But all of these weighty national and international burdens have not prevented Obama from sticking his nose into a purely state matter.

Instead of concentrating on flashpoints in the Middle East or working with Congress to cut the budget and avoid a government shutdown, the commander-in-chief chose to jump in the middle of a budget battle between public unions and Wisconsin Governor Scott Walker.

While the newly elected Walker seeks to keep his campaign promise to restore fiscal responsibility through reform of state employees’ generous benefits, President Obama is fanning the flames of acrimony by calling Walker’s actions “an assault on unions.” Obama’s comment, and the involvement of his Organizing for America operatives in coordinating the protests in Madison against Walker, highlights the president’s one-dimensional leadership. Despite a myriad of duties, Obama only appears passionate when it comes to advancing and protecting the progressive agenda. For example, he’s quick to impose mandated health care, clean energy requirements and preferences for labor unions but seems loathe to promote fiscal responsibility or stand up for our ally, Israel.

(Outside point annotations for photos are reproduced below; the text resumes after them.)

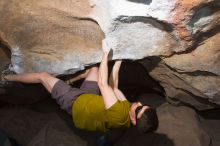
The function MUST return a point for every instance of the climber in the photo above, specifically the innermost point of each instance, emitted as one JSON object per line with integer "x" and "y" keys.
{"x": 89, "y": 110}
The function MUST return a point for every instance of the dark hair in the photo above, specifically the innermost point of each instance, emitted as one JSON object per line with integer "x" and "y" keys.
{"x": 149, "y": 120}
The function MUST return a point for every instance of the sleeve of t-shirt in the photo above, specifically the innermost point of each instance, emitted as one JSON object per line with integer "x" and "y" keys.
{"x": 118, "y": 114}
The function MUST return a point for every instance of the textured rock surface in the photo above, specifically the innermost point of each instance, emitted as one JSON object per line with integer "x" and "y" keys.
{"x": 62, "y": 37}
{"x": 54, "y": 36}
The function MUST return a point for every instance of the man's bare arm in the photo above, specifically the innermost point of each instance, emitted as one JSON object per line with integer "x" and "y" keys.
{"x": 115, "y": 78}
{"x": 107, "y": 92}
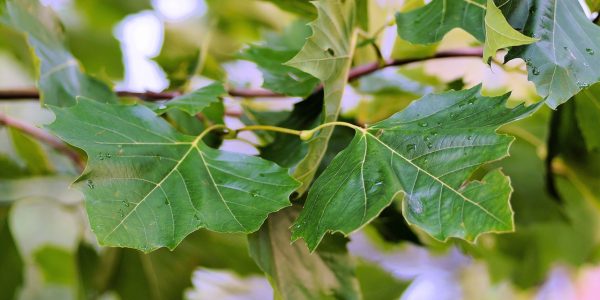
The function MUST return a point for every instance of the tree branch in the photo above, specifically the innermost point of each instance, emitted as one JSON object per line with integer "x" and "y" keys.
{"x": 42, "y": 136}
{"x": 354, "y": 74}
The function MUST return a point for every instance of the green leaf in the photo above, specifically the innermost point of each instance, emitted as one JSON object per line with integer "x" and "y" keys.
{"x": 429, "y": 24}
{"x": 499, "y": 34}
{"x": 562, "y": 62}
{"x": 327, "y": 55}
{"x": 61, "y": 79}
{"x": 193, "y": 103}
{"x": 148, "y": 186}
{"x": 165, "y": 274}
{"x": 11, "y": 273}
{"x": 587, "y": 109}
{"x": 55, "y": 187}
{"x": 271, "y": 57}
{"x": 294, "y": 272}
{"x": 427, "y": 153}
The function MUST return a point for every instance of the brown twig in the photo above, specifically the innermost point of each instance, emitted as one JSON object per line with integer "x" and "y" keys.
{"x": 355, "y": 73}
{"x": 42, "y": 136}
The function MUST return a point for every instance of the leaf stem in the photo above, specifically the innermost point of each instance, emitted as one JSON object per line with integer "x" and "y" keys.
{"x": 207, "y": 131}
{"x": 269, "y": 128}
{"x": 337, "y": 123}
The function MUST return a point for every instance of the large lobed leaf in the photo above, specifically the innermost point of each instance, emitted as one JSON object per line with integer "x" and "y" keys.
{"x": 427, "y": 152}
{"x": 429, "y": 24}
{"x": 326, "y": 55}
{"x": 271, "y": 57}
{"x": 61, "y": 78}
{"x": 147, "y": 186}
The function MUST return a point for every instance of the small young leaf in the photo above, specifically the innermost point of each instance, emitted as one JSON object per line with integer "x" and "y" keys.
{"x": 427, "y": 153}
{"x": 565, "y": 59}
{"x": 194, "y": 102}
{"x": 429, "y": 24}
{"x": 271, "y": 57}
{"x": 499, "y": 34}
{"x": 148, "y": 186}
{"x": 327, "y": 55}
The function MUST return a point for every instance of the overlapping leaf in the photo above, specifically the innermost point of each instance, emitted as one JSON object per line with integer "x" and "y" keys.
{"x": 148, "y": 186}
{"x": 61, "y": 79}
{"x": 426, "y": 152}
{"x": 271, "y": 57}
{"x": 499, "y": 34}
{"x": 429, "y": 24}
{"x": 296, "y": 273}
{"x": 327, "y": 55}
{"x": 565, "y": 59}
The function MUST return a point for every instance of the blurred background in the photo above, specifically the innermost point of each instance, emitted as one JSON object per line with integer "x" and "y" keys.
{"x": 48, "y": 252}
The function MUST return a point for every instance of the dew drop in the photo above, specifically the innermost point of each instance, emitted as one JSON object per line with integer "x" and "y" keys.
{"x": 590, "y": 51}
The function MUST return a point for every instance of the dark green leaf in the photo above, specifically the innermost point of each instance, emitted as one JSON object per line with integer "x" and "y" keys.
{"x": 499, "y": 34}
{"x": 148, "y": 186}
{"x": 429, "y": 24}
{"x": 427, "y": 153}
{"x": 327, "y": 55}
{"x": 562, "y": 63}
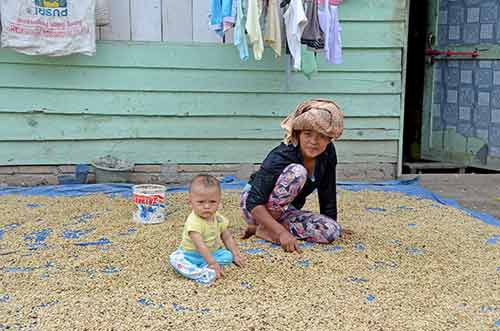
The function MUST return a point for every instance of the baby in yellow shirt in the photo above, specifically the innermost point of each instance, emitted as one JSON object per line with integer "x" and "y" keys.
{"x": 206, "y": 244}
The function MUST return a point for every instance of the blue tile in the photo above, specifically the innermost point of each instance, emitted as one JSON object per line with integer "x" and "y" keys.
{"x": 494, "y": 135}
{"x": 466, "y": 96}
{"x": 468, "y": 64}
{"x": 486, "y": 32}
{"x": 484, "y": 78}
{"x": 472, "y": 15}
{"x": 481, "y": 117}
{"x": 451, "y": 96}
{"x": 454, "y": 33}
{"x": 465, "y": 129}
{"x": 450, "y": 114}
{"x": 456, "y": 15}
{"x": 442, "y": 35}
{"x": 483, "y": 98}
{"x": 464, "y": 114}
{"x": 470, "y": 3}
{"x": 489, "y": 12}
{"x": 495, "y": 116}
{"x": 495, "y": 98}
{"x": 453, "y": 77}
{"x": 471, "y": 34}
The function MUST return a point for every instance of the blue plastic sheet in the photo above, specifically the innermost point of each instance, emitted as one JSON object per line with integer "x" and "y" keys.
{"x": 408, "y": 187}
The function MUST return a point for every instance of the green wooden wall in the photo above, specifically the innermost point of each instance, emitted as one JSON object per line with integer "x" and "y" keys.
{"x": 161, "y": 102}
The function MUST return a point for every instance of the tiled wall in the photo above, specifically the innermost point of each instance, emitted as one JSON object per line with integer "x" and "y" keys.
{"x": 467, "y": 92}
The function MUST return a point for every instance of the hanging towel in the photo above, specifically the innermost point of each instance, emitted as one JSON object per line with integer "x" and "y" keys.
{"x": 313, "y": 36}
{"x": 295, "y": 21}
{"x": 332, "y": 2}
{"x": 222, "y": 15}
{"x": 309, "y": 64}
{"x": 253, "y": 28}
{"x": 272, "y": 35}
{"x": 240, "y": 38}
{"x": 330, "y": 24}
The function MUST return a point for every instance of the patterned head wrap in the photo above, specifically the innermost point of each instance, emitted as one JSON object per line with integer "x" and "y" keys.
{"x": 323, "y": 116}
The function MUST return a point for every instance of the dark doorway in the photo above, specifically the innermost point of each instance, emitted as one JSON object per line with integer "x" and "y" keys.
{"x": 415, "y": 68}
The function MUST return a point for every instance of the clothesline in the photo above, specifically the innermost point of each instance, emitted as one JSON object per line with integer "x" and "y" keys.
{"x": 311, "y": 27}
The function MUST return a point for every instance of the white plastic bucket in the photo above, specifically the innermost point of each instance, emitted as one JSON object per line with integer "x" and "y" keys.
{"x": 150, "y": 202}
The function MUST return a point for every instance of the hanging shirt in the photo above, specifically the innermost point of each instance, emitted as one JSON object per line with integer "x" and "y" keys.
{"x": 240, "y": 38}
{"x": 313, "y": 36}
{"x": 330, "y": 24}
{"x": 222, "y": 15}
{"x": 253, "y": 28}
{"x": 332, "y": 2}
{"x": 309, "y": 64}
{"x": 272, "y": 34}
{"x": 295, "y": 22}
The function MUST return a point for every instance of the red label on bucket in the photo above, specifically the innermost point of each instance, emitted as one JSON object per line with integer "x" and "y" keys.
{"x": 148, "y": 199}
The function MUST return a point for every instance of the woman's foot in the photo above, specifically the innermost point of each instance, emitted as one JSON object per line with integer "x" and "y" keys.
{"x": 249, "y": 232}
{"x": 265, "y": 234}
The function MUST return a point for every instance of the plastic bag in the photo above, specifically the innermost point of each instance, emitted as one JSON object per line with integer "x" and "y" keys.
{"x": 102, "y": 13}
{"x": 48, "y": 27}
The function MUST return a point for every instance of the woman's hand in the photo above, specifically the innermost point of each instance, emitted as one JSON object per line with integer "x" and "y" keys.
{"x": 238, "y": 260}
{"x": 288, "y": 242}
{"x": 217, "y": 268}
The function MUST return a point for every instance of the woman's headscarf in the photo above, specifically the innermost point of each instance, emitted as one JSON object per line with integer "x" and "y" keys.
{"x": 320, "y": 115}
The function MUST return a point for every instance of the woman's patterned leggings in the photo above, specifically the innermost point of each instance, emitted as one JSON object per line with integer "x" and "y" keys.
{"x": 304, "y": 225}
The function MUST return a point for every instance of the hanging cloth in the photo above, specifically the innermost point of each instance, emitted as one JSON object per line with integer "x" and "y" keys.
{"x": 253, "y": 28}
{"x": 240, "y": 38}
{"x": 272, "y": 35}
{"x": 222, "y": 16}
{"x": 295, "y": 22}
{"x": 313, "y": 36}
{"x": 332, "y": 2}
{"x": 309, "y": 64}
{"x": 330, "y": 24}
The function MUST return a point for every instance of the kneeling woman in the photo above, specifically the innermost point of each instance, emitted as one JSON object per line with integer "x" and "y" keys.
{"x": 271, "y": 202}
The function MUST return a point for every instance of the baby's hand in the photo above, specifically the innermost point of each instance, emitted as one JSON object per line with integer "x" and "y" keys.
{"x": 238, "y": 260}
{"x": 217, "y": 268}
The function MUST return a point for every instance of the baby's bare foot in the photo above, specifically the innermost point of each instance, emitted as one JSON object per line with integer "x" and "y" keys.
{"x": 249, "y": 232}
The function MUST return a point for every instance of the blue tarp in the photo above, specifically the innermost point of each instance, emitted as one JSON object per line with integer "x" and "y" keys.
{"x": 408, "y": 187}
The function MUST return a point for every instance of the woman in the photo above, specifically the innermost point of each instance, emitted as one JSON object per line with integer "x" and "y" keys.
{"x": 304, "y": 161}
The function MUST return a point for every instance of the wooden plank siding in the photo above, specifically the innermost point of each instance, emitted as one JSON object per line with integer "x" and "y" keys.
{"x": 162, "y": 88}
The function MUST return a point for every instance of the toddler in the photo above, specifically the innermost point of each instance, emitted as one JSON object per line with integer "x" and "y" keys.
{"x": 206, "y": 244}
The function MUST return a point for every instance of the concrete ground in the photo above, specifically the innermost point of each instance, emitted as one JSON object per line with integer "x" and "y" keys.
{"x": 480, "y": 192}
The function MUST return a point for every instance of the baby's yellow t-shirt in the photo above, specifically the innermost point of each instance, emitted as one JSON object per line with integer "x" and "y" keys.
{"x": 210, "y": 231}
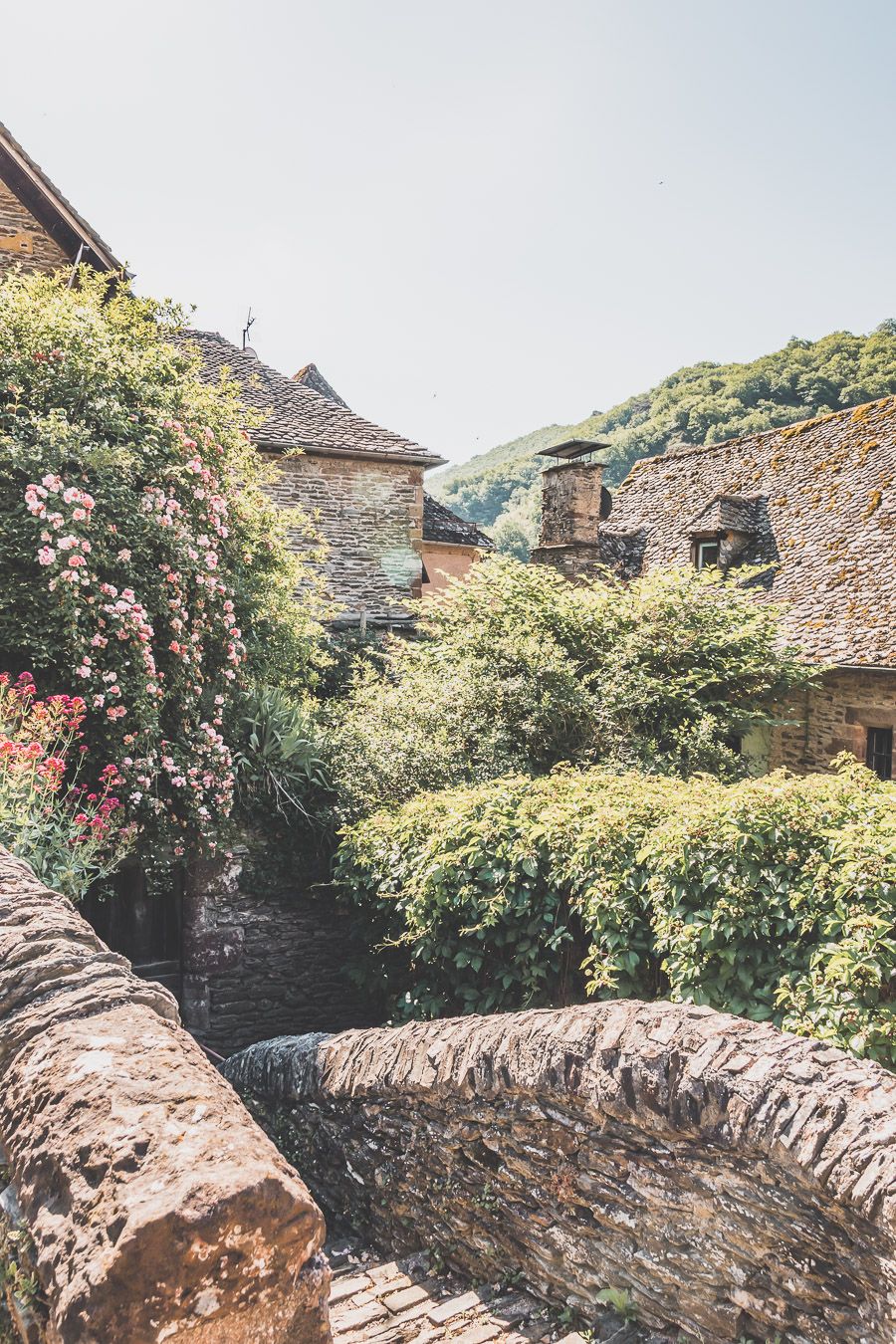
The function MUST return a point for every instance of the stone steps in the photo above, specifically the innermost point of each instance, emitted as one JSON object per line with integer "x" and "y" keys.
{"x": 379, "y": 1301}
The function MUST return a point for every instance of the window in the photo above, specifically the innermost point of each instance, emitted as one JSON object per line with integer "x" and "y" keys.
{"x": 706, "y": 554}
{"x": 879, "y": 752}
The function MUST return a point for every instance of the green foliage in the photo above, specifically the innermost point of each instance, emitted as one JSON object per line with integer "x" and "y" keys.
{"x": 141, "y": 560}
{"x": 278, "y": 763}
{"x": 703, "y": 403}
{"x": 770, "y": 898}
{"x": 519, "y": 669}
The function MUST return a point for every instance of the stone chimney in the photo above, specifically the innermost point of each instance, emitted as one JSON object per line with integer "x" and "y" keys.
{"x": 573, "y": 500}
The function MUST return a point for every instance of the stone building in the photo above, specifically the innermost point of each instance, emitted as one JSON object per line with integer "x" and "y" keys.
{"x": 814, "y": 507}
{"x": 39, "y": 229}
{"x": 360, "y": 484}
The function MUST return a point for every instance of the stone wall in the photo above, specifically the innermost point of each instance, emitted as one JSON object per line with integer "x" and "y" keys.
{"x": 15, "y": 219}
{"x": 369, "y": 514}
{"x": 445, "y": 560}
{"x": 835, "y": 718}
{"x": 142, "y": 1202}
{"x": 266, "y": 952}
{"x": 734, "y": 1180}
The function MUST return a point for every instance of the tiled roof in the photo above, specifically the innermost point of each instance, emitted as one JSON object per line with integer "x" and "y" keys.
{"x": 822, "y": 499}
{"x": 296, "y": 414}
{"x": 441, "y": 525}
{"x": 312, "y": 376}
{"x": 27, "y": 180}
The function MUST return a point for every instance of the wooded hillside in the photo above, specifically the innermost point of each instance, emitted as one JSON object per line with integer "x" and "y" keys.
{"x": 703, "y": 403}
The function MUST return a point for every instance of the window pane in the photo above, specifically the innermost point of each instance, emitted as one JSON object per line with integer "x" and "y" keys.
{"x": 707, "y": 554}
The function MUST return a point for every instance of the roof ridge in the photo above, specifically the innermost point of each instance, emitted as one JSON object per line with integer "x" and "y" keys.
{"x": 297, "y": 415}
{"x": 790, "y": 430}
{"x": 62, "y": 203}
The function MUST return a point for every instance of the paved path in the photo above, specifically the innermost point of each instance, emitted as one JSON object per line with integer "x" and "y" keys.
{"x": 379, "y": 1301}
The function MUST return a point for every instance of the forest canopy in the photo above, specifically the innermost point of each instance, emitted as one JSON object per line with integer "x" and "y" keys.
{"x": 703, "y": 403}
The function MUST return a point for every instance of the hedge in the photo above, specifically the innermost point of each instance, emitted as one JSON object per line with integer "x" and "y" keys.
{"x": 772, "y": 898}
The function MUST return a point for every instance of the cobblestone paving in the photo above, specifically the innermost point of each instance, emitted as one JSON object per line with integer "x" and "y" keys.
{"x": 379, "y": 1301}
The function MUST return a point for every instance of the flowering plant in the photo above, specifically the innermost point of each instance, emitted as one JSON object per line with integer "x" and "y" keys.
{"x": 140, "y": 553}
{"x": 69, "y": 833}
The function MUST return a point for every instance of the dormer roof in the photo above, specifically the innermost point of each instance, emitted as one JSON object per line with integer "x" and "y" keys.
{"x": 726, "y": 514}
{"x": 822, "y": 496}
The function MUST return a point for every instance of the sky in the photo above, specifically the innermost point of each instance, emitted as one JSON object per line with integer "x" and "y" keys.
{"x": 479, "y": 217}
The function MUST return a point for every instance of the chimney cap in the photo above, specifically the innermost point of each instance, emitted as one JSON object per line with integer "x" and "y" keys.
{"x": 572, "y": 449}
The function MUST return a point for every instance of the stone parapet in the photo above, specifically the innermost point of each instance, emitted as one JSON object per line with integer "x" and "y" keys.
{"x": 723, "y": 1176}
{"x": 142, "y": 1203}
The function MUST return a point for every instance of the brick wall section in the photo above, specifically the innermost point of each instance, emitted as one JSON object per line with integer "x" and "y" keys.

It appears Obama forgot — or ignored — how voter disapproval of his big-government agenda changed the political landscape in the 2009 and 2010 elections.

According to Wednesday’s Rasmussen Reports tracking poll, 40 percent of voters now strongly disapprove of Obama’s job performance. Playing “agitator-in-chief” in Wisconsin will likely further tarnish his image.

Governor Walker’s efforts to reform public employee benefits, on the other hand, has struck a chord with the American people. Another national poll by Rasmussen Reports found 48 percent of voters sided with Walker while just 38 percent sided with the union bosses.

Perhaps President Obama could learn from Governor Walker.

Wisconsin is now a laboratory for fiscal reform. It’s a battle between the liberal status quo and taxpayers who don’t have the money to subsidize, in this case, lavish benefits for unionized public employees. Reforming gold-plated benefit packages, Walker says, is necessary to balance the budget and put the state on the road to prosperity.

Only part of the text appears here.